Kaynaklardan Bilgi Edinme Süreci
Yakın zamana gelinceye kadar tarih yazmanın anlamı, ilgilenilen dönemde yazılmış kronikleri okumaktan ibaretti. Tarihin hangi dönemi üzerine çalışıyorsanız o zaman diliminde yazılmış tarih kitaplarını okuyup aktardığınızda görevinizi yerine getirmiş sayılıyordunuz. Bu nedenden dolayı kaynakların güvenilirliğinin test edilmesi, yazının iç ve dış tenkidinin yapılması ve tarihsel yorum daha 19. yüzyılda Alman tarihçiliğinin önderliğinde gelişmiştir.[4]
Niebuhr, Ranke ve Mommsen gibi önemli tarihçilerin alana getirdiği yenilikler sayesinde aşağıda göreceğiniz kurallara ulaştık. Takip eden dönemde özellikle Fransız tarihçiler aracılığı ile hem yaklaşım hem de kullanılan kaynak grubunda artış oldu.[5]

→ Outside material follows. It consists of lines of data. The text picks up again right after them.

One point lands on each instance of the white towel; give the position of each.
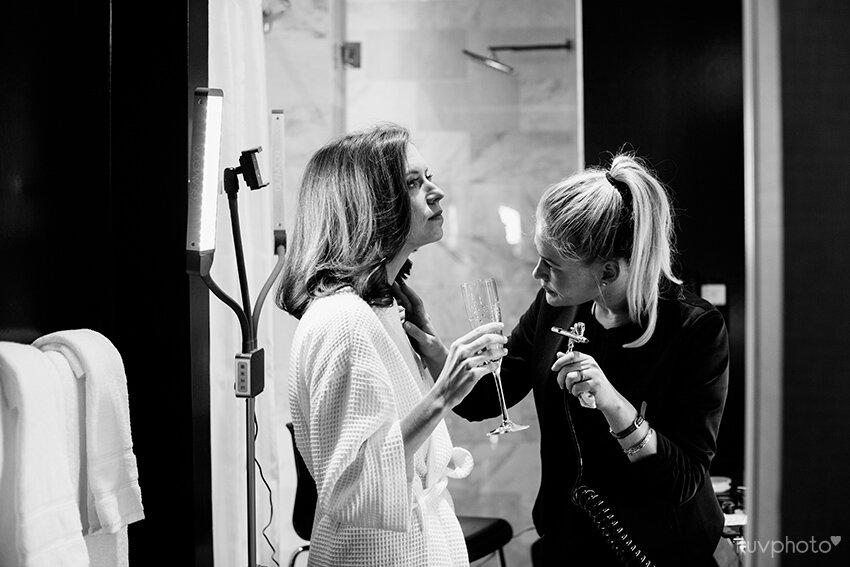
(48, 528)
(114, 496)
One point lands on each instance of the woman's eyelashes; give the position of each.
(418, 180)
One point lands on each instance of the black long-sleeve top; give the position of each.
(665, 500)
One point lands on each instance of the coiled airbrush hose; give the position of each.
(600, 513)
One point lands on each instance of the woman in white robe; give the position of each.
(368, 417)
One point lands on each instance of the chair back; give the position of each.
(305, 494)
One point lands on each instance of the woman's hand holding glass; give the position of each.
(472, 356)
(579, 373)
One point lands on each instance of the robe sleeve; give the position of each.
(355, 431)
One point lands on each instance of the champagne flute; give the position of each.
(482, 306)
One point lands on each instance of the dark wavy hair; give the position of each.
(353, 215)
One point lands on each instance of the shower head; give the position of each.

Kronikleri kullanırken uyulması gereken kuralların büyük bir kısmı diğer kaynak gruplarına da uygulanabilir. Bu nedenden dolayı kısaca özetlemekte fayda var: İlk incelenmesi gereken belgenin niteliğidir. Kaynakta konuşan kimdir? Neden bu belgeyi yazmıştır? Belgeyi yazıya geçiren ile belgede anlatılan olay aynı kişiye mi aittir?  İlk yazıldığı gibi mi saklanmıştır yoksa daha sonra üzerinde düzenleme yapılmış mıdır? Daha önceden başka araştırmacılar tarafından kullanılmış mıdır? Belgenin genel nitelikleri (yazı tipi, kağıt vs) dönemine uygun mudur? Yazan kişinin belgede anlatılanları tam olarak bilmesi mümkün müdür? Anlatılanlar daha önceden bilinenlerle uyumlu mudur? Yazarın kaleme aldıklarınının tarafsızlığını etkileyecek bir kimliği var mıdır? Yazarın atladığını ya da görmezden geldiğini düşündüğünüz başlıklar var mıdır? [6]

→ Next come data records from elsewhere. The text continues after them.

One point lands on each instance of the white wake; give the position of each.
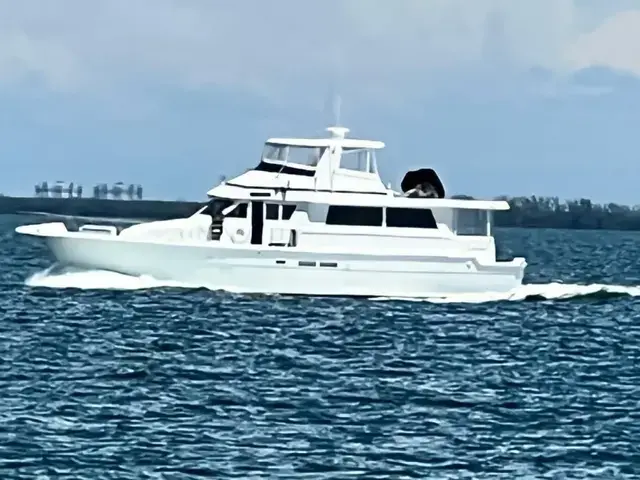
(53, 277)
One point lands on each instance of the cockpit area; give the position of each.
(303, 159)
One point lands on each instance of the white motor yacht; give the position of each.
(312, 218)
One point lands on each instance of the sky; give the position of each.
(500, 97)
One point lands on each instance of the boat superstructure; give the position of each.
(313, 217)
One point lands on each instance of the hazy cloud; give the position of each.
(274, 47)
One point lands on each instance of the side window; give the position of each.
(239, 212)
(347, 215)
(287, 211)
(272, 211)
(410, 218)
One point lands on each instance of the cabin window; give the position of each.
(354, 216)
(287, 211)
(472, 222)
(276, 211)
(239, 212)
(216, 206)
(410, 218)
(358, 159)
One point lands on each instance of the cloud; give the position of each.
(612, 44)
(293, 46)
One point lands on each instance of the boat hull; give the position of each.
(286, 270)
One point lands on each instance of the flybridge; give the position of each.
(331, 171)
(338, 137)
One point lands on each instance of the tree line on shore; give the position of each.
(551, 212)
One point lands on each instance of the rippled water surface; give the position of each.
(138, 382)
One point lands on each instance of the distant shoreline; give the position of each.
(526, 212)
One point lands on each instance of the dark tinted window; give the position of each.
(410, 218)
(287, 211)
(215, 206)
(272, 211)
(239, 212)
(346, 215)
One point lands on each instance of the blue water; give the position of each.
(102, 376)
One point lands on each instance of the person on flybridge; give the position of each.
(423, 190)
(423, 183)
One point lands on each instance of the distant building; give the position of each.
(118, 191)
(61, 189)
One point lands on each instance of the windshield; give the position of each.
(292, 154)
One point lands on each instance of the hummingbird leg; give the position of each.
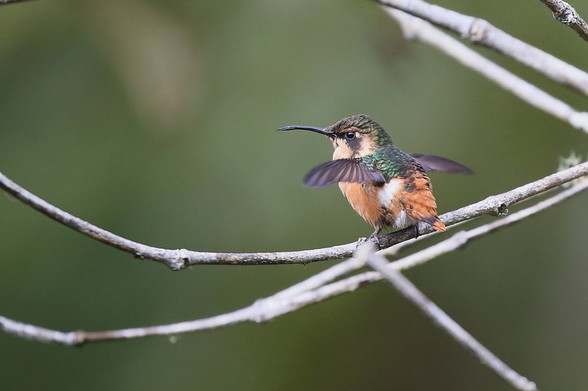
(372, 238)
(416, 230)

Örnek Olay: Dimitri’nin Kızlarını Kim Hamile Bıraktı?
Konu seçiminde ideal olanın, bir araştırma problemi çerçevesinde kaynakları taramak olduğunu biliyoruz. Ancak yeni başlayanlar için bunu Türkiye örneğinde uygulama her zaman mümkün olmayabilir. Bu nedenden dolayı biraz entelektüel seyahate çıkmanın mahzuru yok. Kafanızdaki temel problemin 16. yüzyıl Bursa’sında Müslimler-Zımmiler arasındaki davaların incelenmesine dayandığını varsayalım. Henüz net bir araştırma sorumuz yok ve ön inceleme için örneklere bakıyoruz. Bu tür olası bir konunun en iyi çalışılacağı kaynak grubu Şer’iyye Sicilleri’dir. Örneğin  aşağıdaki belge A 119 numaralı Bursa Şer’iyye Sicili’nden alınmıştır.

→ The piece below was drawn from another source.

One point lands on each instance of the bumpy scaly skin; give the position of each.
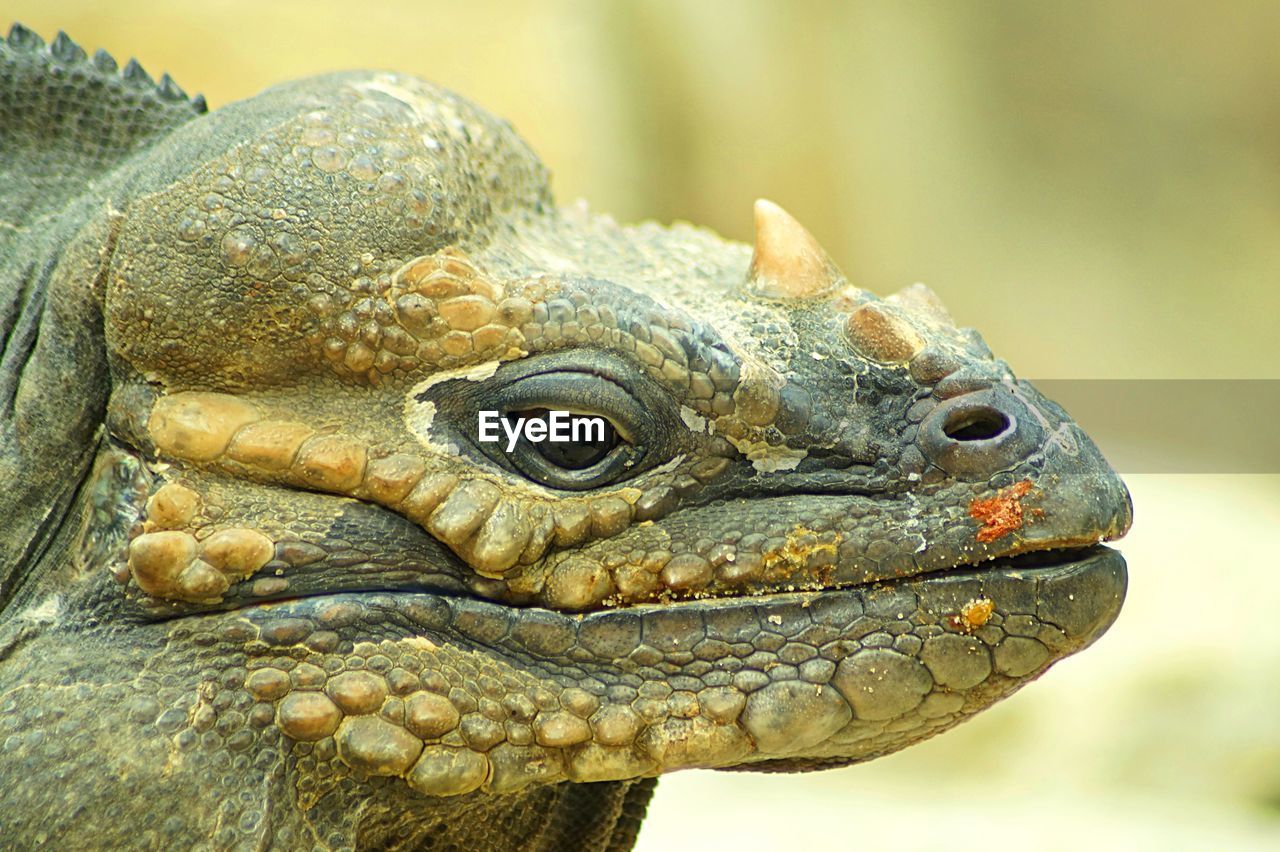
(293, 604)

Oldur ki, Karye-i Ermiri zımmîlerinden Dimitri veled-i Yorgi, karye-i mezbûreden Süleyman b. nâm kimesneyi Meclîs-i şer‘e ihzar ve mahzarında takrîr-i merâm kılub, “Mezbûr Süleyman’un iki oğlanları gice ile evime gelüb, içeri girmeden tüyüb çıkdığumda, kaçub, ikisi de mezbûr Süleyman’un evine düşdiler. Meclîs-i şer‘e gelmelerin taleb iderüm” didükde, mezbûr Süleyman târîh-i kitâbdan mâh-ı Cumâde’l-âhır’ın yirmi altıncı gün pazar gün iki oğullarını Meclîs-i şer‘e getürüb ihzâr itmesine talâk-ı selâseye şart idüb, mâ- hüve’l-vâkı‘ kayd olundı.
Şuhûdü’l-hâl : 
Hüseyin Bey ibnu Abdullah 
Ali Bey ibnu Abdullah 
Rüstem Bey ibnu Ali 
Ferhad Bey ibnu Abdullah 
ve gayruhum
Tahrîren fî 23 şehr-i Cumâde’l-âhır Senete 988 /5 Ağustos 1580[7].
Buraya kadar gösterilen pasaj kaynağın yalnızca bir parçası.